Being involved from the conception of the project, we were able to make important contributions to the strategic planning of the project, assisting with the research (from a legal standpoint) and the viability. Once go-ahead of the project was received, we designed the legal structure, assisted with regulatory work and got involved in the legal structure for the financing. Additionally, we worked on the design of the contractual structure required for the project. Issues with contractors have risen; therefore OMG´s conflict management team has also been involved. Currently, an arbitration process is underway, while negotiations are happening, trying to achieve a solution.
This is a renewable energy project- biomass. Even though the renewable energy law was enacted in 1997, biomass is latest to the battle. Wind and solar energy projects are by far more developed in the Dominican Republic than biomass. This project was the first significant biomass project in the Dominican Republic, posing challenges for the regulatory agency.

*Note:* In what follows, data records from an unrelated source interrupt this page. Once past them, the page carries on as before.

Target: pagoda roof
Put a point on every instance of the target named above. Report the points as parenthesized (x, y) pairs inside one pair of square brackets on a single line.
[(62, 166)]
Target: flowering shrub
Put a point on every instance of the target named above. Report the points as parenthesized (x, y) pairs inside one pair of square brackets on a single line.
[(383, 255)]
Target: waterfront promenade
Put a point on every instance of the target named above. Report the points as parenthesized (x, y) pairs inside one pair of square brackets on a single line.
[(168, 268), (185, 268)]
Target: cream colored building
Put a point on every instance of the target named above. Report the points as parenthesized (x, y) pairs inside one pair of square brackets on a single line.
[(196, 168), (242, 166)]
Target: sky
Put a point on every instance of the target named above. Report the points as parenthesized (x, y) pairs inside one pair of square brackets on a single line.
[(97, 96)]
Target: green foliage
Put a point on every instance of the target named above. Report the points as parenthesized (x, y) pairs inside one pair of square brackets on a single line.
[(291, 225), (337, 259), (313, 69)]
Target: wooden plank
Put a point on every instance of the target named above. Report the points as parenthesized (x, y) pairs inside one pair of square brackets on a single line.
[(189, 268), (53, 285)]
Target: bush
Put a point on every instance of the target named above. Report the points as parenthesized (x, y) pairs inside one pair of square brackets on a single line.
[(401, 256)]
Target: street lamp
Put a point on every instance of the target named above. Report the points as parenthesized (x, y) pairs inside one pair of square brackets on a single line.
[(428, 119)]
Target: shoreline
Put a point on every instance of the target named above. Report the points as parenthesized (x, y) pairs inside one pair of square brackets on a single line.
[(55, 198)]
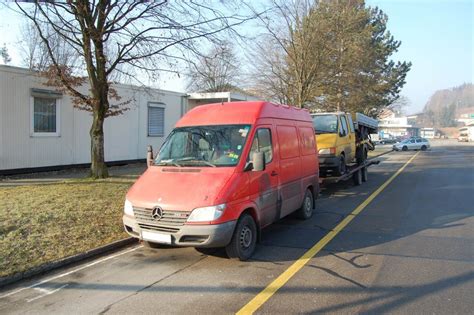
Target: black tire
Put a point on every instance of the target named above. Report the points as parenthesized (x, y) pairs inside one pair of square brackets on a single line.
[(361, 155), (306, 210), (244, 240), (357, 177), (341, 169), (365, 174), (153, 245)]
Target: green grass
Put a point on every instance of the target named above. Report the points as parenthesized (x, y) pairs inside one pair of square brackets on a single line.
[(44, 223)]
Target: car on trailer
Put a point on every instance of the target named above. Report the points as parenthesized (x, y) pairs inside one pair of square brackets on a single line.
[(343, 144)]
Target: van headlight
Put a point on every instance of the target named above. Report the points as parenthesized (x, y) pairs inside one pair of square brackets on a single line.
[(128, 208), (207, 213)]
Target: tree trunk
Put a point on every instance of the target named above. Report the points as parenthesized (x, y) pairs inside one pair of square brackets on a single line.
[(98, 166)]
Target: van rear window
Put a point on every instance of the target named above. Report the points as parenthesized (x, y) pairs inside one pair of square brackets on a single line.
[(288, 140)]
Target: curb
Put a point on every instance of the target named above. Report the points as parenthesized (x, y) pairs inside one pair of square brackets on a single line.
[(4, 281), (379, 155)]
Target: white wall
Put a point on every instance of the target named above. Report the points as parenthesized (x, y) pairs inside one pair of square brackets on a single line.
[(125, 136)]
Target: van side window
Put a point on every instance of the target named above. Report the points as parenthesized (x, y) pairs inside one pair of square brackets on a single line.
[(344, 128), (262, 142), (351, 124)]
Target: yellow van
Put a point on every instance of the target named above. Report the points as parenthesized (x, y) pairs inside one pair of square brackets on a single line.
[(340, 141)]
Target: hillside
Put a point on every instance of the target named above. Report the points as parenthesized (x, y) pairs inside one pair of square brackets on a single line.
[(445, 105)]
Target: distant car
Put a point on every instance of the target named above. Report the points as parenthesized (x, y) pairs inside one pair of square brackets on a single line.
[(413, 143), (387, 141), (463, 138)]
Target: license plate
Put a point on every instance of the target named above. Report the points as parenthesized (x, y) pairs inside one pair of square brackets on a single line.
[(156, 237)]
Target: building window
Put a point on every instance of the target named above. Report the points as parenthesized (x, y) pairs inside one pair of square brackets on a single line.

Is the country amenable to developing renewable energy projects?
Yes. The Dominican Republic is the fastest growing economy in the region. Historically it has had energy issues, which is recently no longer the case. Now we have the capacity, but there are certain inefficiencies in the system that have created difficulties, including prices of energy compared to other countries’ prices, which affect our competitiveness. So there has been an important discussion as to how the DR can become more competitive in energy, and renewable energy is clearly the solution to that. The Dominican Republic has important renewable energy projects, and we could expect capacity to double in a few years.

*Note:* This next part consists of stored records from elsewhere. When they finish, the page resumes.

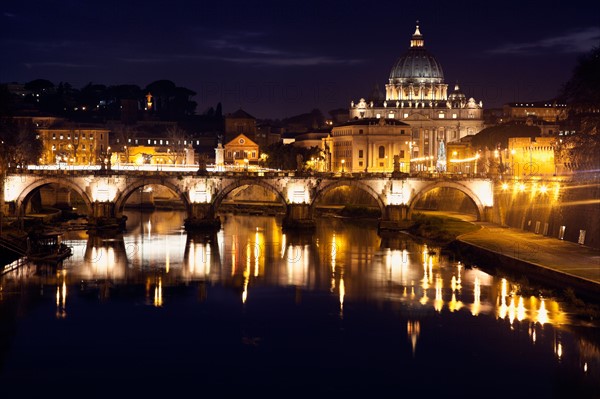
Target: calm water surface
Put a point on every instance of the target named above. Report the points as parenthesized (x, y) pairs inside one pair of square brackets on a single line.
[(251, 311)]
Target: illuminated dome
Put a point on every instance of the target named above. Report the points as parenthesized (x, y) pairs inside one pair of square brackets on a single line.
[(417, 65)]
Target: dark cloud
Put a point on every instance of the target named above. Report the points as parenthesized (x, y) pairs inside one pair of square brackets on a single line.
[(573, 42)]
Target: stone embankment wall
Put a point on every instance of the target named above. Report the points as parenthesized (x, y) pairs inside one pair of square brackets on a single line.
[(563, 210)]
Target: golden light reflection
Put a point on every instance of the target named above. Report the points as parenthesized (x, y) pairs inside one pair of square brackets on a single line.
[(512, 310), (476, 307), (438, 302), (158, 302), (413, 329), (542, 313), (342, 294), (454, 304), (61, 299), (521, 310), (503, 293), (559, 351)]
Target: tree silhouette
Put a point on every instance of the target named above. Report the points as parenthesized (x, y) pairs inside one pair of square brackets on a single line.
[(582, 94)]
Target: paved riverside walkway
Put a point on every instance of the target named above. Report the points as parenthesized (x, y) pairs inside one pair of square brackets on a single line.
[(553, 257)]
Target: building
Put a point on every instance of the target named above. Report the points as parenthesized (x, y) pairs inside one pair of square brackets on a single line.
[(369, 145), (241, 151), (240, 122), (74, 144), (417, 95), (548, 111), (527, 156)]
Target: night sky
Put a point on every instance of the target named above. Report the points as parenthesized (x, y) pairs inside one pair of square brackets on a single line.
[(280, 58)]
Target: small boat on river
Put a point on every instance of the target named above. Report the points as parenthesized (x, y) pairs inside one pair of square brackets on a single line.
[(47, 247)]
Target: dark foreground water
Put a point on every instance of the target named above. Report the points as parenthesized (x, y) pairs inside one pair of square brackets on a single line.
[(251, 312)]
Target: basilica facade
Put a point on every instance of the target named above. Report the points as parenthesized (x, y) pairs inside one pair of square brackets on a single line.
[(417, 95)]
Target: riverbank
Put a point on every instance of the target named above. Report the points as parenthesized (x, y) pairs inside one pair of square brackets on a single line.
[(559, 264)]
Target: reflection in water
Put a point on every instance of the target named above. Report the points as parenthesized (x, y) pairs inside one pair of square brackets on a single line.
[(352, 264)]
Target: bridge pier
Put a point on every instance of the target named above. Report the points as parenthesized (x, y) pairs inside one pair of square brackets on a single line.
[(202, 217), (394, 218), (104, 217), (298, 216)]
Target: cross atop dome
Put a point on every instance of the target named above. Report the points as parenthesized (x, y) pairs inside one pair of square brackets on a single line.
[(417, 39)]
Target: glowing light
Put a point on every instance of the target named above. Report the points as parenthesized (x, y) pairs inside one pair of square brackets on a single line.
[(413, 329), (342, 294), (475, 308), (542, 314), (521, 309), (512, 310), (158, 302), (438, 302)]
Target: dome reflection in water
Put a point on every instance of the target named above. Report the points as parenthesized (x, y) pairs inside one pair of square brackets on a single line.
[(253, 309)]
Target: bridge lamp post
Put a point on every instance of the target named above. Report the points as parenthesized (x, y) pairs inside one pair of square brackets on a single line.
[(512, 161), (454, 154)]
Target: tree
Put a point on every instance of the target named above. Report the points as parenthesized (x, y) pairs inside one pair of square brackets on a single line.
[(20, 146), (176, 148), (582, 94)]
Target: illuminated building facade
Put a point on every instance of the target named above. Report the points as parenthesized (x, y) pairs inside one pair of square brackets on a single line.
[(241, 151), (369, 145), (75, 145), (549, 111), (417, 95)]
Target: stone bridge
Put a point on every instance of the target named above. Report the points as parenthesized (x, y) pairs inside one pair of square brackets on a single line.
[(105, 193)]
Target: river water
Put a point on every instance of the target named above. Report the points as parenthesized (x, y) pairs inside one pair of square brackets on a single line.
[(253, 311)]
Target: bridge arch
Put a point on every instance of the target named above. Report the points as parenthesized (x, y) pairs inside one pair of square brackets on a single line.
[(134, 185), (449, 184), (224, 192), (27, 193), (351, 183)]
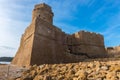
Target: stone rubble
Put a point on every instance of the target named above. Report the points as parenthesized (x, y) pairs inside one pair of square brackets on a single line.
[(93, 70)]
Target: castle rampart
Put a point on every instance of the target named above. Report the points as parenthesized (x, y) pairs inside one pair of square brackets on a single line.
[(43, 42)]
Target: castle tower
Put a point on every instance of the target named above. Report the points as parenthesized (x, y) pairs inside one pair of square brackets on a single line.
[(44, 43), (39, 44), (44, 12)]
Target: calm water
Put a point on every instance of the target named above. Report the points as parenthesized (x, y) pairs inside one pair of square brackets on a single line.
[(1, 62)]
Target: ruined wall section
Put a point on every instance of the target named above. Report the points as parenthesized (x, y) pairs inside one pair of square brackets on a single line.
[(23, 55), (88, 43), (44, 12), (48, 43)]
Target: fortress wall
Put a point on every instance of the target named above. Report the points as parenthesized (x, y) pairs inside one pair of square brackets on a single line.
[(48, 46), (44, 43), (23, 54), (88, 43)]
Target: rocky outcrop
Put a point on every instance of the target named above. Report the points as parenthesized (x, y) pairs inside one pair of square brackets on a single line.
[(113, 51), (92, 70)]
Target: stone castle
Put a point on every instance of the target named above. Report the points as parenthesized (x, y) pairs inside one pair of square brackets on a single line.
[(43, 42)]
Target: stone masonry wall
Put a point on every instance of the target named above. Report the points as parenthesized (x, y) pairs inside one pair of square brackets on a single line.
[(44, 43)]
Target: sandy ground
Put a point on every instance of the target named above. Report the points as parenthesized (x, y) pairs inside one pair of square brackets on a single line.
[(10, 71)]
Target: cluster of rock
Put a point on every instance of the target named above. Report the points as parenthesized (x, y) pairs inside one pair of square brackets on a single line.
[(113, 51), (94, 70)]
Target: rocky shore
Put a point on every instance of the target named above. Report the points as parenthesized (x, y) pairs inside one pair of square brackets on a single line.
[(88, 70)]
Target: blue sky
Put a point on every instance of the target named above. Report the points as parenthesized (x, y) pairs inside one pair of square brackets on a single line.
[(100, 16)]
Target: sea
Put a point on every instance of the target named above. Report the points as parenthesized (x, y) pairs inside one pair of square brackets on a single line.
[(3, 62)]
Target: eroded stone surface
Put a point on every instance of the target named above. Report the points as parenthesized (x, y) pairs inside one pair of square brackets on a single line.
[(75, 71), (43, 42)]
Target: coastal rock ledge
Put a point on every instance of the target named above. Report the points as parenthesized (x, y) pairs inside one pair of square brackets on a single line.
[(88, 70)]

We have a renewable energy law and we have a general electricity law. Currently, the private and public sectors are negotiating an Electrical Pact, pursuant to the National Development and Strategy Law enacted in 2012. The Electrical Pact should result in a reform of the electrical sector in the Dominican Republic (including legislation as well as guidelines regarding infrastructure requirements). If there was piece one piece of legislation you could change or amend (related to the energy and infrastructure sectors), what would it be? We are in need of a Public Private Partnership (PPP) law. Energy and infrastructure projects, by definition, almost imply or presuppose an involvement of both government and the private sector. We have a good history of PPPs in the DR. Two main generation projects in the country result from a previous privatization process in the late 90s. But in order to reach the next level, we need a comprehensive law. In addition to the more traditional forms, there are many other forms PPPs can take.
What trends have you noticed in the legal market? Will we see any local firms try to open foreign offices? Or global or regional firms come to the country?
I do envision that firms like ours will continue to grow. As stated, the economy in the Dominican Republic continues to grow. As for foreign firms, my answer would be yes, I do expect global and regional firms to come to the country. As for local firms opening offices abroad, I do know this is our plan. Our clients are becoming more international. They are going abroad themselves, they do more transactions in the region outside the DR, and we want to accompany them.